The tango is danced in an intimate embrace. That’s why people love it. Everyone loves to be held
There’s a very different form of therapy that’s also deeply rooted in Argentine society: the tango. Born of melancholy, can it heal it, too? Yes, says Anna Fiore, 48, a slender, short-haired German woman who moved to Buenos Aires nearly six years ago and took over the Tango Taxi Dancers school from her husband when they separated. Fiore’s students often turn up with stooped backs and drooping shoulders, a posture that speaks of defensiveness and pain. But the tango always straightens them out, Fiore claims. “After the lesson, my clients go home with their heads held high. The tango is therapeutic.” To set up her dance studio, Fiore converted a room of her small apartment, had parquet laid and hung mirrors on the walls. I would like to learn this athletic dance with its melancholic approach to life here, too. My teacher is Guillermo Pire, Fiore’s closest colleague whom everyone calls Luc. Now 60, he was just a boy when he fell in love with the music of the legendary tango star Carlos Gardel. “His voice seems to come from another planet,” he tells me. “And the tango is danced in an intimate embrace. That’s why people love it: Everyone loves to be held.”
So I enter Luc’s embrace. My hand rests between his shoulder blades, my collarbone is docked onto his shoulder. There are no set steps in the tango; the man follows the music and the woman follows the man. I try to move with him. Which way is Luc’s back leaning, where is he directing his steps? I close my eyes to stop myself from staring at his feet. The accordion emits a lovelorn sigh, and I totter after the music. “You have to wait,” says Fiore. Wait for what? “For Luc to tell you what to do.” Now I’m in the grip of melancholy, too. Perhaps it will prepare me for my evening baptism of fire at a milonga. Milongas are traditional dance clubs, and Fiore’s teachers often accompany their students there “because the rules are so strict.” If you don’t know them, you could spend all evening waiting to be asked to dance. An experienced escort can tell you to put your dancing shoes on in the restroom, not at the table; will explain that you do not chat during a tanda, a sequence of three or four songs, but that it’s polite to engage in small talk during the cortina, the break.

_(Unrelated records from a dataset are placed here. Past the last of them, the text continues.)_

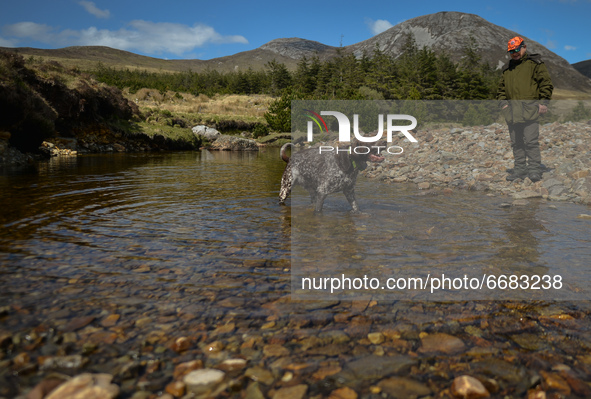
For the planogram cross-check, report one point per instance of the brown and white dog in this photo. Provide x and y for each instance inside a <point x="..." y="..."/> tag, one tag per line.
<point x="325" y="173"/>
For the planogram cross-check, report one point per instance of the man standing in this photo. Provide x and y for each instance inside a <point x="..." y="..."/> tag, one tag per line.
<point x="524" y="92"/>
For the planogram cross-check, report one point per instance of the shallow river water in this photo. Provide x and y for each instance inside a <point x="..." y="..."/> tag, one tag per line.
<point x="134" y="264"/>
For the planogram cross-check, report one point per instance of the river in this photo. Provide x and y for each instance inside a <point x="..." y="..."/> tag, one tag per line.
<point x="133" y="260"/>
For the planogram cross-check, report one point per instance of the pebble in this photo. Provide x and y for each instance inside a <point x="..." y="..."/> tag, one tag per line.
<point x="88" y="386"/>
<point x="450" y="160"/>
<point x="441" y="343"/>
<point x="404" y="387"/>
<point x="204" y="381"/>
<point x="375" y="338"/>
<point x="467" y="387"/>
<point x="294" y="392"/>
<point x="343" y="393"/>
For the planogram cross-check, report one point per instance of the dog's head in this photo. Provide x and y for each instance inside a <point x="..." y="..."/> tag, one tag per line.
<point x="359" y="154"/>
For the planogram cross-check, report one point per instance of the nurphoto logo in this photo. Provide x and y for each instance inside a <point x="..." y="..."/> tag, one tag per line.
<point x="345" y="131"/>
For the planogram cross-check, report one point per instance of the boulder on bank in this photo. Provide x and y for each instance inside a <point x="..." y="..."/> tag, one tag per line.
<point x="233" y="143"/>
<point x="208" y="133"/>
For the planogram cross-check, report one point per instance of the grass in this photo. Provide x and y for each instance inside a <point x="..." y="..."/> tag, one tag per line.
<point x="203" y="108"/>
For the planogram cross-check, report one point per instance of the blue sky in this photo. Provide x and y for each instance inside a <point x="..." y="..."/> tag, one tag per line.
<point x="176" y="29"/>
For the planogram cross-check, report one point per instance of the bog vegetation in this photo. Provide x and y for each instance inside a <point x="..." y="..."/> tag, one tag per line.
<point x="416" y="74"/>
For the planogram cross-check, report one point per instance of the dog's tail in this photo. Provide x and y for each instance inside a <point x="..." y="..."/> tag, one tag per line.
<point x="283" y="154"/>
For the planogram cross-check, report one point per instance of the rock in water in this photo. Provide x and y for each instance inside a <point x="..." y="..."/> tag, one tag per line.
<point x="205" y="381"/>
<point x="467" y="387"/>
<point x="86" y="386"/>
<point x="208" y="133"/>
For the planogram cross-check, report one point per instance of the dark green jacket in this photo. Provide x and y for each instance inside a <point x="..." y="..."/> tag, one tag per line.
<point x="528" y="81"/>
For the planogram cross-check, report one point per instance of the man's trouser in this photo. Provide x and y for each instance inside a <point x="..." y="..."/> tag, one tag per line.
<point x="526" y="147"/>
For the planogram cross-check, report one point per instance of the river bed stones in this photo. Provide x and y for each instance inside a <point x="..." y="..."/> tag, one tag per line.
<point x="474" y="344"/>
<point x="480" y="157"/>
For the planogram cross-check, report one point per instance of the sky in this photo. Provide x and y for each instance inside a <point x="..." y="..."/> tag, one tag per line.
<point x="188" y="29"/>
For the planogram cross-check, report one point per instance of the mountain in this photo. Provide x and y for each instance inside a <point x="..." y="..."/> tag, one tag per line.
<point x="451" y="32"/>
<point x="584" y="67"/>
<point x="444" y="32"/>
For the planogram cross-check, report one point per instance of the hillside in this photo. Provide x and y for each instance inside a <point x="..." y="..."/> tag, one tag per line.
<point x="443" y="32"/>
<point x="584" y="67"/>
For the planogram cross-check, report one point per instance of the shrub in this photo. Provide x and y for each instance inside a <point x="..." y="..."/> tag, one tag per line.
<point x="260" y="130"/>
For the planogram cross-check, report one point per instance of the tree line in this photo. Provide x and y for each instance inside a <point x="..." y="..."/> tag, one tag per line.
<point x="417" y="74"/>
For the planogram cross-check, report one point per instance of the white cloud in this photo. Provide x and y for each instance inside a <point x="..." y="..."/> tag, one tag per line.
<point x="379" y="26"/>
<point x="91" y="8"/>
<point x="144" y="36"/>
<point x="7" y="43"/>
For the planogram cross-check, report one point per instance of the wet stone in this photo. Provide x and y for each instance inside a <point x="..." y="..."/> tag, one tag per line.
<point x="343" y="393"/>
<point x="467" y="387"/>
<point x="294" y="392"/>
<point x="403" y="387"/>
<point x="441" y="343"/>
<point x="372" y="367"/>
<point x="86" y="386"/>
<point x="204" y="381"/>
<point x="259" y="374"/>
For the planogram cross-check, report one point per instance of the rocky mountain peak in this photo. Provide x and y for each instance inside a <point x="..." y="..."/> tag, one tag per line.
<point x="297" y="48"/>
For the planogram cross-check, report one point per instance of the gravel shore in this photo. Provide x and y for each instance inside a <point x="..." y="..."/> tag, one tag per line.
<point x="478" y="158"/>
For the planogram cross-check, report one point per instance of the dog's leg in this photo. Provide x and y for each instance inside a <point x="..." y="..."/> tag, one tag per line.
<point x="350" y="195"/>
<point x="286" y="182"/>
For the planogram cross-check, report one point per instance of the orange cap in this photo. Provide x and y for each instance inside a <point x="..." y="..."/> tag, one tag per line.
<point x="514" y="43"/>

We head for Club Gricel in San Cristóbal. Red light, ceiling fans whirring, couples on the dance floor. “Blanquita is also here today. She’s the oldest regular; she turned 93 last week,” says Fiore, pointing out a gray-haired lady in red dress and high heels. The invitation to dance is a wordless ritual: Eye contact, a mere nod. If the woman doesn’t want to, she simply averts her eyes. If a man flirts, he should expect to be rejected, as tango is a sensual, not a sexual dance. And you won’t see any acrobatic show tango moves, women stretching their legs up to their chin, being flung into the air or kicking their heels sharply up and back. At least there’s no great risk of injury. I venture onto the dance floor with Luc. Grave-faced couples glide past us, cheek to cheek. For a couple of seconds, I am able to switch off and just follow Luc’s steps as he steers us clear of every collision. The ability to improvise, that must be it – the explanation for the special quality of life in Buenos Aires.